Every time I see it, I curse the Sales Force Tower downtown that appears like an ugly wart on the beautiful face of the old San Francisco Skyline. It lords above everything else and sticks up unwanted from multiple views around the city. Back in the 70’s, San Francisco voters clearly voted against “the Manhattanization of San Francisco” and then suddenly in the past ten years (I think mostly under the watch of Mayor Ed Lee), these monstrosities just started appearing and there’s no apparent end in sight. And besides the uglification of the skyline, they’ve brought in some 40,000 more commuter cars to clog the streets and freeways.
So today, I went to the heart of the beast and visited the Salesforce Rooftop Garden at the base of the building (on the 4th floor of the neighboring TransBay Terminal).

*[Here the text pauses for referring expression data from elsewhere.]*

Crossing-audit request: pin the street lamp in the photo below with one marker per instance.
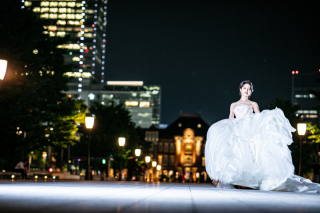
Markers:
(122, 141)
(302, 127)
(137, 152)
(3, 69)
(158, 168)
(154, 164)
(89, 121)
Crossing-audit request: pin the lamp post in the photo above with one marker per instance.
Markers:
(302, 127)
(158, 169)
(147, 161)
(122, 142)
(89, 124)
(3, 69)
(137, 152)
(154, 164)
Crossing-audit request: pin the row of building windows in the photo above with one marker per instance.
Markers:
(166, 160)
(164, 147)
(305, 96)
(307, 112)
(152, 136)
(62, 16)
(57, 4)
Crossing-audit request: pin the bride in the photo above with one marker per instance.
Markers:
(251, 150)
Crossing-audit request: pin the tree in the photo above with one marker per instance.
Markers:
(111, 122)
(34, 110)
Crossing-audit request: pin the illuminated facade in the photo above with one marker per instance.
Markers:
(301, 95)
(142, 101)
(179, 148)
(85, 23)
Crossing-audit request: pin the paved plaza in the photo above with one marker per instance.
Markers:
(84, 196)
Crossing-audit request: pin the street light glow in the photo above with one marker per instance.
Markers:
(154, 163)
(138, 152)
(122, 141)
(302, 127)
(3, 68)
(89, 122)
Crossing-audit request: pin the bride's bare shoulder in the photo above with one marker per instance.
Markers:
(253, 103)
(233, 104)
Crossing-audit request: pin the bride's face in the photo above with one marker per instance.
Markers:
(245, 90)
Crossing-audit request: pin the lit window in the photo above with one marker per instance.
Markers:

It was a lovely space carefully crafted, with planting on the side and signs about native vegetation, attractive places to sit and eat lunch or sketch (my wife was there with a group doing the latter). And then there were all these stations: A Tai Chi place with free outdoor classes, a Cardio exercise space, a Beginning Knitting Station, an Art Cart, a Board Games Cart, a Toddler Tuesday session, a Reading Cart with free books. On the surface, lovely ideas all, generous offerings leaning toward quality-of-life experiences featuring art, music, play, exercise. Reminiscent of going to visit Google with everyone dressed casually and playing volleyball and drinking free organic smoothies.
And yet, there’s something off here. All of this is coming from the top down, from the folks with lots of money. In the 70’s when I first moved to San Francisco, all the excitement and innovation and cultural breakthroughs were coming from the bottom up, from poor artists low on money but big on creative vision. The San Francisco Mime Troupe, the Pickle Family Circus, the Zen Center, jazz at Keystone Korner, the alternative schools like my own (The San Francisco School), the Community Food Stores, the artist loft spaces like Project Artaud, the World Music Center over in Berkeley, the Ethnic Dance Festival and so much more. It was at once rough, daring, experimental, occasionally indulgent and sometimes brilliant, real, honest and held together with duct tape and hustle. And it was made possible because rents were as cheap as $40 a month shared with a few roommates (my actual rent on upper Downey Street in 1974!) and the City was affordable to those not working in high-tech.
So good for you, Salesforce Folks, for making a nice park, but hey, we already have Golden Gate park and Buena Vista Park and the Presidio and if I had to trade a place with stations for Art, Tai Chi, Free Books, etc. for a city where a teacher like my daughter doesn’t have to pay $1800 a month living with two roommates in a modest flat, where the streets are less congested, where the skyline is a modest scale, where the tuition at my school could be reduced by half, I’d choose it in a heartbeat. Too late to turn back those clocks, but maybe the Salesforce/Google folks could use their wealth to build affordable subsidized housing for people like teachers and artists, buy up some empty buildings in the Presidio and give huge discounts for studio space for artists, dancers, musicians. Just a thought. Let’s keep San Francisco bold and honest and livable.